On March 17, 2014, the New York City Council’s Committee on Civil Rights held a hearing to discuss and invite public comment on bill Intro 173-A, introduced by Council Member James Vacca and Manhattan Borough President Gale Brewer, which aims to extend to unpaid interns workplace protections against sexual harassment and other forms of discrimination under the New York City Human Rights Law. Activists from Intern Labor Rights (ILR) along with other advocates, interns and lawyers were present at the hearing and gave individual statements regarding the proposed legislation, urging the Council to use broader language than in the original draft. Yesterday, March 26, the Council passed the bill, without using the broader language suggested by ILR and those sharing our concerns, which would have covered thousands more interns, volunteers, and others working without financial compensation in New York City. We urge Mayor de Blasio not to sign this bill into law, but rather to send it back to the Council for strengthening.
While Intern Labor Rights applauds the New York City Council for their efforts to address the precarious and unprotected position of interns in the workplace, we feel strongly that this law will not solve the issues it purports to address, specifically:
- The new law would not extend protections to interns who do not fit the narrow definition of an “intern” that the Council included in this bill, something done nowhere else under the law.
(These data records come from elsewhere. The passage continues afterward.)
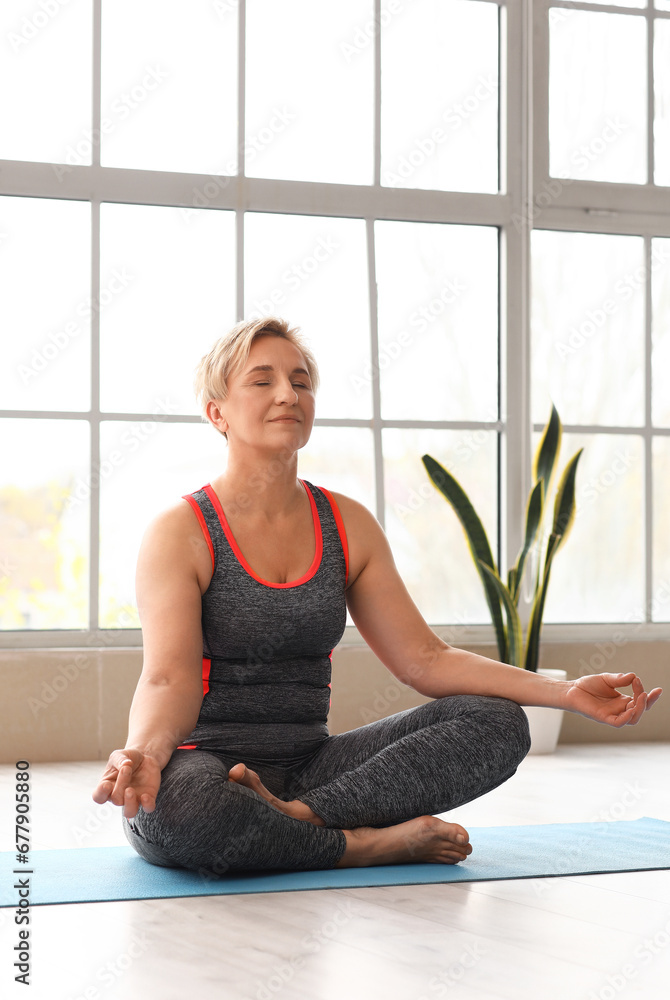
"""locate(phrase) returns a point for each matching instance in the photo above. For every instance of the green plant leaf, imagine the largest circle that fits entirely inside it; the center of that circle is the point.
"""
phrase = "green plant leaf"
(532, 652)
(514, 630)
(476, 538)
(548, 450)
(534, 511)
(564, 505)
(564, 516)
By defining interns in a manner that employers themselves do not adhere to, thousands of New York City interns will see no new protections through this bill. Once an internship arrangement fails one of the definitional terms (e.g., it is not temporary, not for the benefit of the intern, not supplementing training or education, not enhancing employability, not under close supervision), an intern might not be covered.
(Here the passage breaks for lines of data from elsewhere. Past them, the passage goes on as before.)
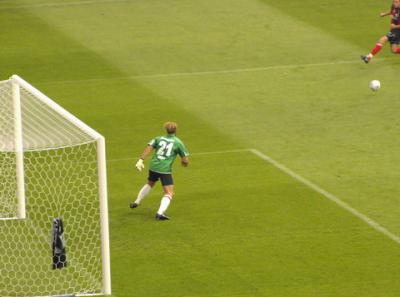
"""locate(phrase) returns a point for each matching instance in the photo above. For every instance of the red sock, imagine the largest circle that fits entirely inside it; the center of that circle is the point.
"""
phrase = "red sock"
(376, 49)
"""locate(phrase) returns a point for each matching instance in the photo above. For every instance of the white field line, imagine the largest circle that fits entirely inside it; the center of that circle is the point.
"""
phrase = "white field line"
(60, 4)
(328, 195)
(378, 227)
(214, 72)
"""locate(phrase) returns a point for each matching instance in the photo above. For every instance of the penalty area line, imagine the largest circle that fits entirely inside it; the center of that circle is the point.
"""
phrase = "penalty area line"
(375, 225)
(207, 73)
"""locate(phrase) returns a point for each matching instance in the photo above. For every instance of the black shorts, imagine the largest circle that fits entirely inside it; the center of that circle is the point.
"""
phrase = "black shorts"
(166, 178)
(394, 36)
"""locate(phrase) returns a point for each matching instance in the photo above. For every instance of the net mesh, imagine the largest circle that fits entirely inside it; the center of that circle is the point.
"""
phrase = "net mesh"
(61, 181)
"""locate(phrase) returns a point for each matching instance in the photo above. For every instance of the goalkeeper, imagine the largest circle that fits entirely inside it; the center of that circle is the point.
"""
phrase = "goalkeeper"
(166, 148)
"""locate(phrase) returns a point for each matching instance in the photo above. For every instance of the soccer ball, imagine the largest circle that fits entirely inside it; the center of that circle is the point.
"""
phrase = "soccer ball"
(375, 85)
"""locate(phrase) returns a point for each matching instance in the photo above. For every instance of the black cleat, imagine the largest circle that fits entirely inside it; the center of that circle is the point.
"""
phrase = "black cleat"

- Over 30 class action, state and federal lawsuits have been filed over work done by New York City interns claiming that their employers failed to adhere the very same kinds of conditions that the Council’s bill would require claimants to prove did not exist before these new protections would apply. With this bill, a harassed intern would be forced to make a tough choice: either prove they are covered by this new protection (by effectively demonstrating that they are not an employee, thus foregoing any potential wage and hour claims), or prove first that they are an employee due wages and then subsequently prove they were harassed in violation of their already-existing rights as an employee. This would be a complex, costly, time-consuming path to justice; furthermore, it already exists as a theoretical protection but has never even been attempted, let alone successfully litigated.
In short, this places far too heavy a burden on unpaid interns who find themselves harassed or otherwise discriminated against at their workplaces. In such vulnerable circumstances a victim’s rights should be clear, not confusing. We therefore propose that Mayor de Blasio veto this bill and instead urge the Council to pass a new bill with the following language:
- Section 1. Section 8-102 of chapter one of title eight of the administrative code of the city of New York is amended by adding new subdivisions 28 and 29 to read as follows:
- 28. For purposes of section 8-107, and section 8-107.1 of this title, an individual participating in an internship or training program, or working as a volunteer is considered to be a “person” as defined in subdivision 1 of this section.
- 29. For purposes of section 8-107, and section 8-107.1 of this title, the definition of “person” as defined in subdivision 1 of this section includes individuals who work without financial compensation.
Being protected from sexual harassment and discrimination is a human right, and should be written into law in a manner that applies to everyone. We urge Mayor de Blasio and the City Council to push further in their efforts to protect interns in the workplace.